PDT Staff Writer
SOUTH SHORE, Ky. — Lee Burton, an 86-year-old World War II veteran, was loafing one recent day in his favorite restaurant, the Short Stop, where a photo of him as a handsome 18-year-old sailor hangs on the wall.
He noticed a couple of young women in a nearby booth admiring the photograph.
He heard one of them say, “Boy, I’d sure like to hug that sailor’s neck right there.”
Burton stepped up to the booth, held out his arms, and said, “Honey, start huggin’!”
“Scared her to death, I guess,” he said. “She didn’t do it.”
Burton almost didn’t survive the war in which so many U.S. Navy men died on ships that served in the oceans around the world. He wasn’t wounded during his 31/2 years on the high seas, but said he believes he came within five minutes of dying.
He said his ship, the USS Saucy, a gunboat escorting U.S. convoys in the North Atlantic and the Caribbean, was hit by a torpedo from a German submarine.
“I had left the compartment just five minutes before it hit. Several men died in that compartment, which had to be sealed off while we limped into port for repairs.”
His memories of his war days are a bit fuzzy
to him now and he doesn’t remember where the torpedoing happened or the port where the ship went into dry dock while repairs were made.
“That was really the only time we were in deep trouble during my time on her,” he said.
It was in May 1943 that his ship assisted in the salvage of a torpedoed tanker, towing the ship into port and participating in repair operations for the next two weeks.
“I was a gunners mate, but I didn’t fire the guns. I repaired them and kept them in working order,” he said.
The sub hunter’s armament included a 4-inch gun, two 20-mm guns, two depth charge tracks and four depth charge projectors.
“With all the corrosion from that saltwater we really had to look after those guns and projectors.”
The Saucy (an adjective meaning impertinent boldness), a Temptress-class corvette, was launched in Northern Ireland in 1940 and served in Great Britain’s Royal Navy until 1942. On April 30 of that year she was transferred to the United States Navy at Belfast and commissioned the same day under the command of Lt. A.J. Smith as one of a group of corvettes transferred to the U.S. Navy under the Lend Lease plan.
It was 202 feet long and had a complement of 87 men. It began escort duty in the Caribbean, initially convoying ships between Trinidad and Barbados.
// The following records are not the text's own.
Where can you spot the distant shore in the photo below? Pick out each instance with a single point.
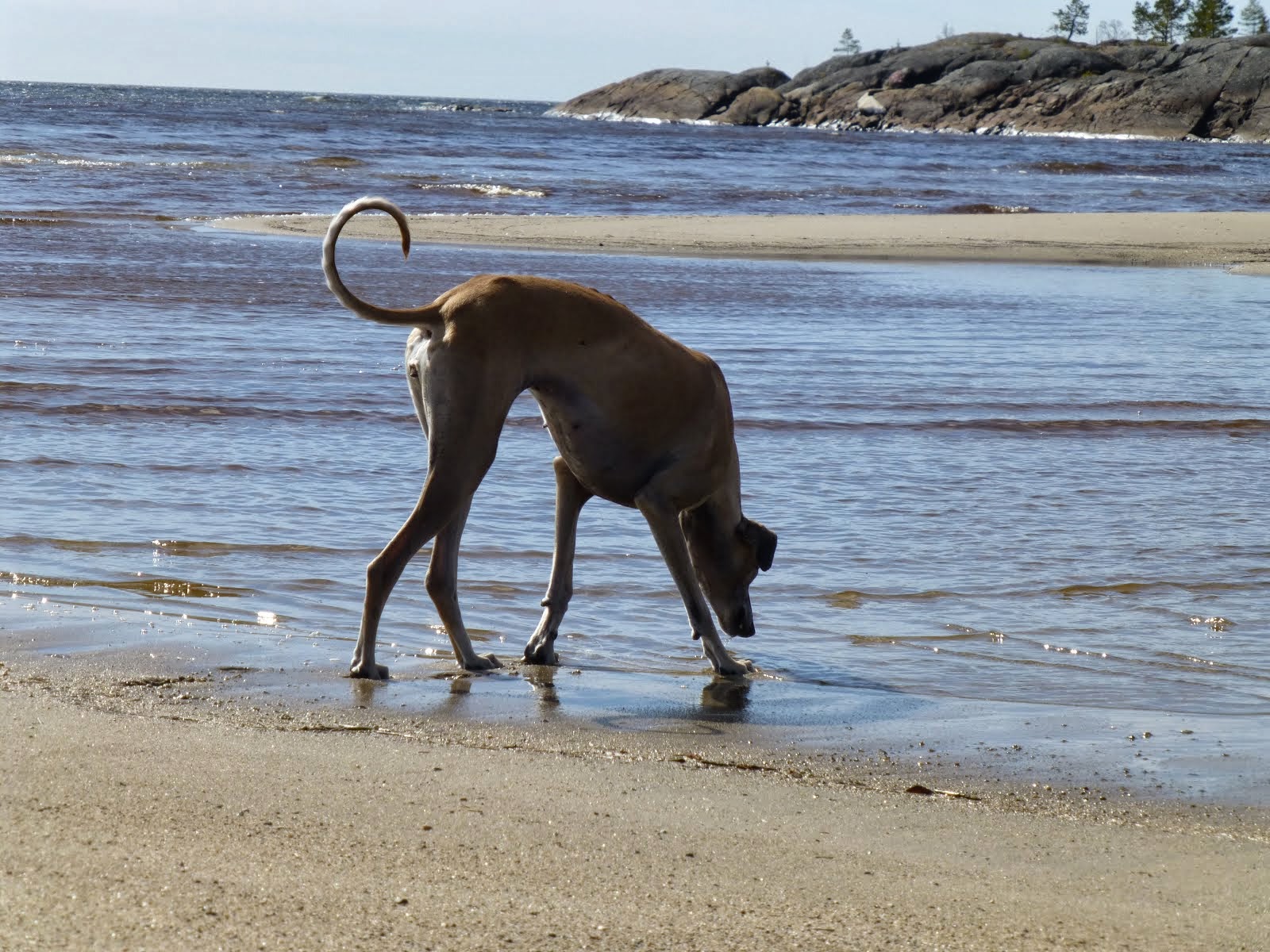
(1235, 240)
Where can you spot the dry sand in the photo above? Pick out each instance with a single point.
(149, 810)
(1223, 239)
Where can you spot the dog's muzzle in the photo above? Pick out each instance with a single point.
(742, 624)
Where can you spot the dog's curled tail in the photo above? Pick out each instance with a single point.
(410, 317)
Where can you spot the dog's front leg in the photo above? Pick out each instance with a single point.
(664, 522)
(571, 497)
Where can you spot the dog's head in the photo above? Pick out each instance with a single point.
(727, 555)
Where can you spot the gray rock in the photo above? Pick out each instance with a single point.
(979, 83)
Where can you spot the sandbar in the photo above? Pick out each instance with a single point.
(1236, 240)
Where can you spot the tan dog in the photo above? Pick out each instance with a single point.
(639, 419)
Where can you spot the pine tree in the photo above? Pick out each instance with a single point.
(1161, 22)
(1073, 19)
(848, 44)
(1253, 18)
(1210, 18)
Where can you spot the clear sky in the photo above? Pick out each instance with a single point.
(548, 50)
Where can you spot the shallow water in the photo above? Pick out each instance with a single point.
(995, 486)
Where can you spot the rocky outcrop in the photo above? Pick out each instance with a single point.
(681, 95)
(978, 83)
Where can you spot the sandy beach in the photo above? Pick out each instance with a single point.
(159, 810)
(150, 803)
(1233, 240)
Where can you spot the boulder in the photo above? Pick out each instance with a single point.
(978, 83)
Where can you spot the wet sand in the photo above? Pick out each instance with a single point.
(156, 805)
(1178, 239)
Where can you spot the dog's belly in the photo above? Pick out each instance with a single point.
(611, 461)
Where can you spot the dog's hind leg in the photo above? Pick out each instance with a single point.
(442, 582)
(571, 497)
(456, 466)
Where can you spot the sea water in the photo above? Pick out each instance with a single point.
(1018, 488)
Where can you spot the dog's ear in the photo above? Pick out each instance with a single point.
(762, 539)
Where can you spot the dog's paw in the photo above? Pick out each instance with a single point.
(371, 672)
(736, 668)
(482, 663)
(543, 654)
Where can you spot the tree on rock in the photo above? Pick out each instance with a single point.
(1161, 21)
(1210, 18)
(1072, 21)
(848, 44)
(1110, 29)
(1253, 18)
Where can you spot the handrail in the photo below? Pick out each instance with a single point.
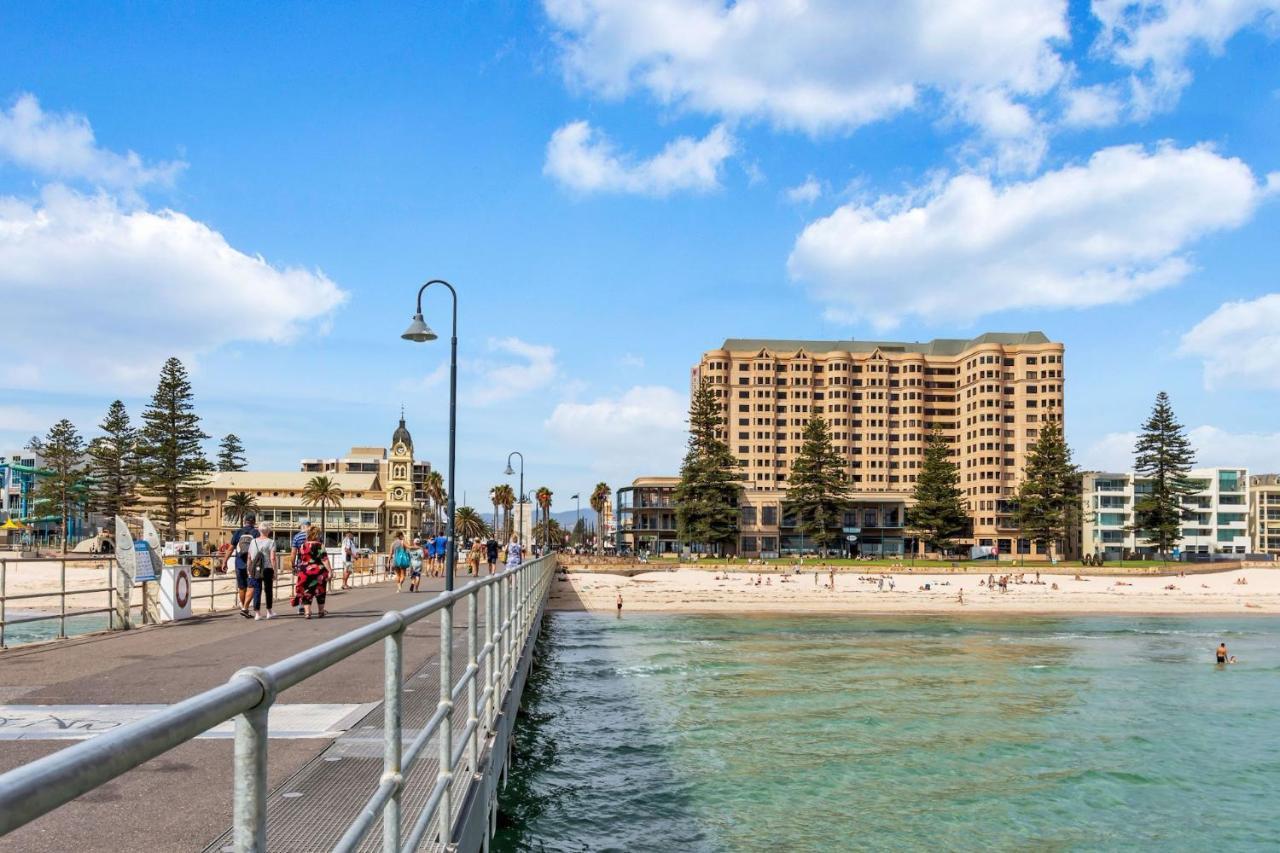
(511, 607)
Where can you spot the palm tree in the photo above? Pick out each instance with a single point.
(434, 487)
(321, 491)
(507, 501)
(600, 496)
(238, 505)
(467, 524)
(544, 502)
(496, 498)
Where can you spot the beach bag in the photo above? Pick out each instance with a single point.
(401, 560)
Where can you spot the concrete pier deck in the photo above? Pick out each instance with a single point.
(183, 799)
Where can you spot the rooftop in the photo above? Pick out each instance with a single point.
(937, 346)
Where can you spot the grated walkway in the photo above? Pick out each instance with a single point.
(311, 810)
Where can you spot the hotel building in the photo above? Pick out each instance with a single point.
(988, 396)
(1217, 515)
(1265, 514)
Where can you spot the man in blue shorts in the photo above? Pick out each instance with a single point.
(241, 542)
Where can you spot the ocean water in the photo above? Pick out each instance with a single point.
(871, 733)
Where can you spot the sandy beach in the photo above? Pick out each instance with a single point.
(860, 591)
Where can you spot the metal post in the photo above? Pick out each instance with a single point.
(474, 665)
(248, 833)
(62, 600)
(392, 733)
(446, 730)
Burton, who was honorably discharged in late summer 1945, still served on the ship during its final days with the Navy on escort duty between Newfoundland, Greenland and Iceland.
Burton dropped out of Hitchins High School to join the Navy to “see the world.”
His medals he won include the World War II, the European African Middle East, the Asiatic Pacific Campaign and the American Campaign.
After the war, he moved to the South Shore area after landing a job at the Empire-Detroit Steel Mill in New Boston. He worked there for about 35 years, until it closed in 1980.
He has one daughter, Diane, who lives in Phoenix, Ariz., and has given him three grandchildren.
He and his second wife, the former Pearl Davis, share a nice brick home in King’s Addition, behind McKell Elementary School.
She has one artificial knee and says the other one is headed that way. But on just about any given Friday night, you’ll find her with Lee, at Whitey’s Music Barn in Wheelersburg, clogging round the floor or tap-dancing to a lively tune.
“Tap-dancing, clogging, square dancing. We love them all,” said Lee. “Dancing keeps the world on keel.”